A discussão sobre manipulação de resultados no futebol brasileiro está no centro do debate — não é difícil entender o porquê. O implemento da regulamentação no setor de apostas esportivas ampliou a visibilidade do tema, mas os desafios por trás dele são antigos, complexos e, muitas vezes, ignorados.

É importante reconhecer que o problema não começou com as bets. Ele é anterior e estrutural. Surge da desigualdade social, da fragilidade institucional e da informalidade que há décadas moldam parte do funcionamento do futebol brasileiro. O que as apostas fizeram foi apenas amplificar a visibilidade de algo que já acontecia, mas que agora precisa ser enfrentado com outra seriedade.

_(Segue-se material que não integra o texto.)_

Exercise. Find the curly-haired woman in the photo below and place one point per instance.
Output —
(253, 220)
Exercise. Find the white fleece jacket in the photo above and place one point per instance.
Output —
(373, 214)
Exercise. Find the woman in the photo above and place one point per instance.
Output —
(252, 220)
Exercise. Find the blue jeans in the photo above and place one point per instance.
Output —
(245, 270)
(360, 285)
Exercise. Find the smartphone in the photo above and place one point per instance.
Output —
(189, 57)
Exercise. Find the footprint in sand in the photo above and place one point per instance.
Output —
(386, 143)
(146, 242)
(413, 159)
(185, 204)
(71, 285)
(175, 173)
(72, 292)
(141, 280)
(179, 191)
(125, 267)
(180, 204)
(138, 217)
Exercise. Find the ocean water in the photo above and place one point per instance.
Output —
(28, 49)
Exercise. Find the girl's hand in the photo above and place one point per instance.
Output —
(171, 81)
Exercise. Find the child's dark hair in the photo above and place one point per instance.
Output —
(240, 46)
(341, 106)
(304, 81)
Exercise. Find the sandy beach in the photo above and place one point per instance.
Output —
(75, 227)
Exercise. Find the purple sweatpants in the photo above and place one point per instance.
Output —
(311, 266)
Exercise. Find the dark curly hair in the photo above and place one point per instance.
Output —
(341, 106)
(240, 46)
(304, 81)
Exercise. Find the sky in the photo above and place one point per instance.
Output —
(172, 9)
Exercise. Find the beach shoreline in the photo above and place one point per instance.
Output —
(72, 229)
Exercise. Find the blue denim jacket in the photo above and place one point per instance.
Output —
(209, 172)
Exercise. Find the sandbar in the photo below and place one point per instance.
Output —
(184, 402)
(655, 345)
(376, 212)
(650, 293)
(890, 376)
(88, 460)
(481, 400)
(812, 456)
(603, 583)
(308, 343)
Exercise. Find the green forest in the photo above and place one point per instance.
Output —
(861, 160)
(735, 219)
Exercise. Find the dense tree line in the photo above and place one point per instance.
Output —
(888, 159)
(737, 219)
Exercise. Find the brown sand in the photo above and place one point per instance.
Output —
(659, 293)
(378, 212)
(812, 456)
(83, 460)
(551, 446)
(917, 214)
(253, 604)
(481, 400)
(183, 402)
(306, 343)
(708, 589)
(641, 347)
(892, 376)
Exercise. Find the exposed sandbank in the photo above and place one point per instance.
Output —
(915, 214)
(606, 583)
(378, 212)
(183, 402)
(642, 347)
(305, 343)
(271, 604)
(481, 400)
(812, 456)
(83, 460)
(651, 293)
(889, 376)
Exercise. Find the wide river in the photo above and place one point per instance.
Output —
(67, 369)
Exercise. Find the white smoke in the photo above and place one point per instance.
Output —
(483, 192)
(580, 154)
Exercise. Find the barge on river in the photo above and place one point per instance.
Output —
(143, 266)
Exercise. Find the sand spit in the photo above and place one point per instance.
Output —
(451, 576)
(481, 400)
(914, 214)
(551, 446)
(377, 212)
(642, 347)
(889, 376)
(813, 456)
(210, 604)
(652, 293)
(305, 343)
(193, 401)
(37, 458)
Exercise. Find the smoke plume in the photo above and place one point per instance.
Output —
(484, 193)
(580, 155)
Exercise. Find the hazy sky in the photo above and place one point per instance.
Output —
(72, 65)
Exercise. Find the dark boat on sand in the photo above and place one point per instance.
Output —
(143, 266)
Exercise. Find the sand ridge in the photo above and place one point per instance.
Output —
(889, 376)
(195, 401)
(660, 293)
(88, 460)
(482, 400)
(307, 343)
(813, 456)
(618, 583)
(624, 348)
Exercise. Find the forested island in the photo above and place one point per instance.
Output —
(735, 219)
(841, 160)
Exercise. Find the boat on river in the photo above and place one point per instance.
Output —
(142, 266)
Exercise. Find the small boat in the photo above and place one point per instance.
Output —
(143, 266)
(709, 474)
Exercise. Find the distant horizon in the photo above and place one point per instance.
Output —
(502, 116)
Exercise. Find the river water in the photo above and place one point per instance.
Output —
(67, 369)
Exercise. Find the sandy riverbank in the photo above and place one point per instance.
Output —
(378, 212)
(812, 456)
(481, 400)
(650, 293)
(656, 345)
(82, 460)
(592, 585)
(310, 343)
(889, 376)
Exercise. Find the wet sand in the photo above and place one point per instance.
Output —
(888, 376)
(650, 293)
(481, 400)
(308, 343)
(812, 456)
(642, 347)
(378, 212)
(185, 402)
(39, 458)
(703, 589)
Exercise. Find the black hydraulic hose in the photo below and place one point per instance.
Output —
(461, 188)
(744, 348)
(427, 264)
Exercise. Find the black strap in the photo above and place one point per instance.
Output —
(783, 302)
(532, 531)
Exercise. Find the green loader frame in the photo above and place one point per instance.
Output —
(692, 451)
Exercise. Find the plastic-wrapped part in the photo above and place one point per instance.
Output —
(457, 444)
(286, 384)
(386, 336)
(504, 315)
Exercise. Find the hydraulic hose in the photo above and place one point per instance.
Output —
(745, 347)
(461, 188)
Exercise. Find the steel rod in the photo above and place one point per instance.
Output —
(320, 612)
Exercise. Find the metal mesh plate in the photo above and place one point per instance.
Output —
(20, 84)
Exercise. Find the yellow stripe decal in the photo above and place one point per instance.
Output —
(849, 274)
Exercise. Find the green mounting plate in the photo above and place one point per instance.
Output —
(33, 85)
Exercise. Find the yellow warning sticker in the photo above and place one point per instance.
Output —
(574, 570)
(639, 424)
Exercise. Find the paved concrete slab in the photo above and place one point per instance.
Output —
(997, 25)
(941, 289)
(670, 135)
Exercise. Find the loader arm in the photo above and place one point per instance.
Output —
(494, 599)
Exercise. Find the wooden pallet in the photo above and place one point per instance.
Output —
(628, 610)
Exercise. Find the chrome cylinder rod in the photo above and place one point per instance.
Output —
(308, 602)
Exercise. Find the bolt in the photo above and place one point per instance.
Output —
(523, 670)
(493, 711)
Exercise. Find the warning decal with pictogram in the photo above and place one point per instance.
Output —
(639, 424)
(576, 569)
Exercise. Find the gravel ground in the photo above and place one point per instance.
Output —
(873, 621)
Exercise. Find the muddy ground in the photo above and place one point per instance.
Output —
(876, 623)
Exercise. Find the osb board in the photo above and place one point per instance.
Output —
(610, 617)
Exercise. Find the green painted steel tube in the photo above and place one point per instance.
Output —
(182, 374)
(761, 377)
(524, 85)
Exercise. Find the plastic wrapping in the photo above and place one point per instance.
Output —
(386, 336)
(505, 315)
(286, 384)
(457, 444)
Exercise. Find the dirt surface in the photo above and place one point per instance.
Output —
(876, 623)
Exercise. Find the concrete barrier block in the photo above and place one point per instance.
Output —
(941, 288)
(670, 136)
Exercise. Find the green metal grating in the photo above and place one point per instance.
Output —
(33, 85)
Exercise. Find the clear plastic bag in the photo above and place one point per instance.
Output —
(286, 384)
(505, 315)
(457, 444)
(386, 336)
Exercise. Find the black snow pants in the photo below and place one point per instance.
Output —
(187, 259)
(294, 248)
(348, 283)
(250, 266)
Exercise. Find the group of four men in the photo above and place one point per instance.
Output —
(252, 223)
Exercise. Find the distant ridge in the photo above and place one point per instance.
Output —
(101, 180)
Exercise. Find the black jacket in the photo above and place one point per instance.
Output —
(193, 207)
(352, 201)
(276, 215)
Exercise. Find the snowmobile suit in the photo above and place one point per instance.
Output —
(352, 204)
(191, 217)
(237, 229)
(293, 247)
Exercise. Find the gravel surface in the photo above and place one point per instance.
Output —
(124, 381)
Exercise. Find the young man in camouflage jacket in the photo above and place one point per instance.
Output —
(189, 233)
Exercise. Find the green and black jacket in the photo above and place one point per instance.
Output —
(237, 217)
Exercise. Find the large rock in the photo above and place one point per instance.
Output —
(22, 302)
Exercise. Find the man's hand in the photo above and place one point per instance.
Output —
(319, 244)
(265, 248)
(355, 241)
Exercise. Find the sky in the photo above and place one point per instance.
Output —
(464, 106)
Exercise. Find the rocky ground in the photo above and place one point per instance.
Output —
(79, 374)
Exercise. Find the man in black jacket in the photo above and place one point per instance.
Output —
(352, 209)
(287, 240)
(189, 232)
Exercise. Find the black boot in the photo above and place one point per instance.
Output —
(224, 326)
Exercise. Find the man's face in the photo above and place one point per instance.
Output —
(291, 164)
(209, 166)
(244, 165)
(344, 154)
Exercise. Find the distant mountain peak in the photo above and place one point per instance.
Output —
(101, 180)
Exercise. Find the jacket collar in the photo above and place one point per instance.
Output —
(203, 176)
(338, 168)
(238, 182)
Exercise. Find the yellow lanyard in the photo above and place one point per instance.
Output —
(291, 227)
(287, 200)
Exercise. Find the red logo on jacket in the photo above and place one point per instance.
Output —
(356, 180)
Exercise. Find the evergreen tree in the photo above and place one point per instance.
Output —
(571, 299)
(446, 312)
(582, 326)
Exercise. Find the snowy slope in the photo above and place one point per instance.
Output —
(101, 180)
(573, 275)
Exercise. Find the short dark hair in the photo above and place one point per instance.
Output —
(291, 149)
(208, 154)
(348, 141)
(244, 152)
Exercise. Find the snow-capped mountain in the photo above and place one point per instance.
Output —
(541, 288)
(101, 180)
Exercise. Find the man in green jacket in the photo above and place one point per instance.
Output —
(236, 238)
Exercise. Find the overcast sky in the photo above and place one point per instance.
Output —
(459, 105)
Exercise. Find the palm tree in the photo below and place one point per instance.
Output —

Esse aumento da exposição, embora incômodo, pode ser também o ponto de virada. Segundo dados recentes, cerca de 90% dos jogadores profissionais no Brasil ganham até R$ 5 mil por mês. Estamos falando de uma base enorme, responsável por sustentar o futebol nas divisões de acesso, nos campeonatos regionais e em clubes fora dos grandes centros.

Para muitos desses atletas, uma proposta de manipulação de resultado representa o dobro ou o triplo do salário mensal. E, em alguns casos, pode significar uma renda que supera o que se ganha em toda uma temporada.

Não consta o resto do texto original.